The Many Ways Laptops Can Go Missing
As I noted, it’s not an unjustifiable position. The chances of a laptop hooked up to a medical device going missing are extremely low. If the laptop goes missing, the EEG machine would probably go missing, too.
But then again, in today’s era of USB ports, what could be easier than to pull a bunch of wires and then steal the one thing that can be easily unloaded on Craigslist?
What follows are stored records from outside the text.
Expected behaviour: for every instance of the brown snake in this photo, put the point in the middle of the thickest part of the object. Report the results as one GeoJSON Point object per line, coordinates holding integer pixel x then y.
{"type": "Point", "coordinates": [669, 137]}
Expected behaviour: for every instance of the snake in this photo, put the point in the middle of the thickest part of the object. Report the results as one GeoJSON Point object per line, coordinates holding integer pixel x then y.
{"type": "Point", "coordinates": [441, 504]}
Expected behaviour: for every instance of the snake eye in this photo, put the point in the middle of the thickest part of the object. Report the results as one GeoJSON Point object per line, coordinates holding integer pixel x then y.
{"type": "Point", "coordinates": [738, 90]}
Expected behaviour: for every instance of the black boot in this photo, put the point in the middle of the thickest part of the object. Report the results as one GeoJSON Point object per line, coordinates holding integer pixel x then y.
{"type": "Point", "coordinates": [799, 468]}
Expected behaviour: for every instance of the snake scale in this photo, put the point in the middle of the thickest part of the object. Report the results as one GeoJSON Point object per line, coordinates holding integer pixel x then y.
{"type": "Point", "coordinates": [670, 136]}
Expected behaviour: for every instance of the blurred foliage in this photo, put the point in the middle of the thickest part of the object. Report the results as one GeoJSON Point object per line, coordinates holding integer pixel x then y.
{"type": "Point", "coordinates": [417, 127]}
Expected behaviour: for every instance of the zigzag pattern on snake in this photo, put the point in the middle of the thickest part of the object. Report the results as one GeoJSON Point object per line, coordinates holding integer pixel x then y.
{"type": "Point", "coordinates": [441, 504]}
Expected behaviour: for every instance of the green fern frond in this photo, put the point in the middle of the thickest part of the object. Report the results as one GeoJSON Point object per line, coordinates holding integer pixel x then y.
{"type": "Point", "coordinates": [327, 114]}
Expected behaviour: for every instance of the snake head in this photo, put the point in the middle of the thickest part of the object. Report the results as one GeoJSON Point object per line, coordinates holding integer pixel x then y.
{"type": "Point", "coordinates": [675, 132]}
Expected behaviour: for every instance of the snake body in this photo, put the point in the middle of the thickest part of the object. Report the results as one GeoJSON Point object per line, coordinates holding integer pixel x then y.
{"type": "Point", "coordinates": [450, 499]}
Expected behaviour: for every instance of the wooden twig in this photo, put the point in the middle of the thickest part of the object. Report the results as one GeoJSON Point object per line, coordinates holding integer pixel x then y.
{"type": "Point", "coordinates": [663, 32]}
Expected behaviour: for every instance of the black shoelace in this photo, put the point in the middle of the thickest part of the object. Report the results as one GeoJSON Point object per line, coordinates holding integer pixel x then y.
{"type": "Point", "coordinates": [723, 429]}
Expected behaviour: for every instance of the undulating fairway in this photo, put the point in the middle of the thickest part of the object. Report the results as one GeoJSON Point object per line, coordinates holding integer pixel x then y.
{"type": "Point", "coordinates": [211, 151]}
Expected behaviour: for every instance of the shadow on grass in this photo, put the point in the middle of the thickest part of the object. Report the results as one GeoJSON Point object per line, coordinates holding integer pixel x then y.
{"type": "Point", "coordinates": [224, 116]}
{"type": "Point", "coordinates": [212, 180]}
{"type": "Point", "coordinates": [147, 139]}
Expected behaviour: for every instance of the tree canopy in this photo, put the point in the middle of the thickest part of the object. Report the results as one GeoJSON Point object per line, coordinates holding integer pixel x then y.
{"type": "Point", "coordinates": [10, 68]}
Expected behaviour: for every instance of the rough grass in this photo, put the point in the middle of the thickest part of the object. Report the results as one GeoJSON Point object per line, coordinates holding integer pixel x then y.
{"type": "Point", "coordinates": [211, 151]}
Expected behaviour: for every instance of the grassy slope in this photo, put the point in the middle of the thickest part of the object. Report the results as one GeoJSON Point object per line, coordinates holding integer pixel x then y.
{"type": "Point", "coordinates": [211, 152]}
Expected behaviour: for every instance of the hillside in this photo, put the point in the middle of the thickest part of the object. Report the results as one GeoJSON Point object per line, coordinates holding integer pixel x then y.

The one thing that any Joe Schmoe could be carrying around in a hospital setting? And be able to literally walk away with via the front door?
There’s two ways of thinking about risk. The first is “what are the chances of this happening?” The second is “what are the consequences if it did happen?” Combine the two, and one generally arrives at a good way of deciding whether something is worth doing or not.
More Than 500 Means OCR Will Investigate
Incidentally, the breach of the 1,000+ patient data is not just the breach of patient data. Yes, there may be consequences for the data breach itself. But, the Office of Civil Rights investigates all PHI breach incidents involving more than 500 people. The investigation could uncover a host of problems other than the lack of encryption on EEG machines.